Ils n’écoutent pas, ils avancent lentement, inéluctablement. Le premier est à portée, il m’arrive à peine au nombril. Je le repousse d’un revers de main, il valse sur ses camarades et les fait chavirer. J’espère que les autres ont compris mais non, quelque chose s’accroche à ma jambe, quelqu’un, une fillette de quatre ou cinq ans. Je l’arrache, la soulève, la balance plus loin. Elle retombe durement au sol en explosion de larmes, mais il faut qu’ils comprennent. Un autre par devant, il entoure ma jambe, je secoue, il s’accroche, puis un second, à ma hanche. Je tangue sans tomber. Ses bras sont trop courts pour me ceinturer, je le chope par les cheveux, l’empoigne et l’éjecte. Je ne vois pas où il retombe, il est déjà remplacé par un autre. Leurs petites mains m’agrippent, elles tirent, je finis par distribuer des taloches, rien à faire, ils reviennent en vagues successives, inlassablement. Erwen se pend à mon cou, je le dégage mais perds l’équilibre. Je m’écroule sur le dos, ma chute est amortie par un tapis de mioches. Bientôt ils me submergent, ils sont sur moi, sur les côtés, devant, derrière, au-dessus. Je donne de vrais coups, je ne me retiens plus, mais je suis trop faible, ça ne suffit pas. Je ne vois plus rien, les coups commencent à pleuvoir, la voix de la marâtre raisonne par-dessus la mêlée :
— Ne vous retenez pas, mes enfants ! Frapper le sans relâche ! Offrez-lui tout votre amour !
Je me débats, tente de me relever.

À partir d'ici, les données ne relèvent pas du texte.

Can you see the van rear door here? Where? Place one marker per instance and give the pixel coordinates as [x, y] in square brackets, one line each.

Rien à faire, je suis à bout. J’ai un ultime soubresaut, totalement inefficace, puis je lâche prise et laisse pisser. Je ne sens pas grand-chose, au début. Mais ils finissent par toucher les zones sensibles, la gueule, les couilles, le foie. Ils me piétinent, je suffoque sous la force du nombre, ça ne s’arrête plus. Et quand la fin arrive je ne la vois pas, je suis déjà tombé dans les vapes.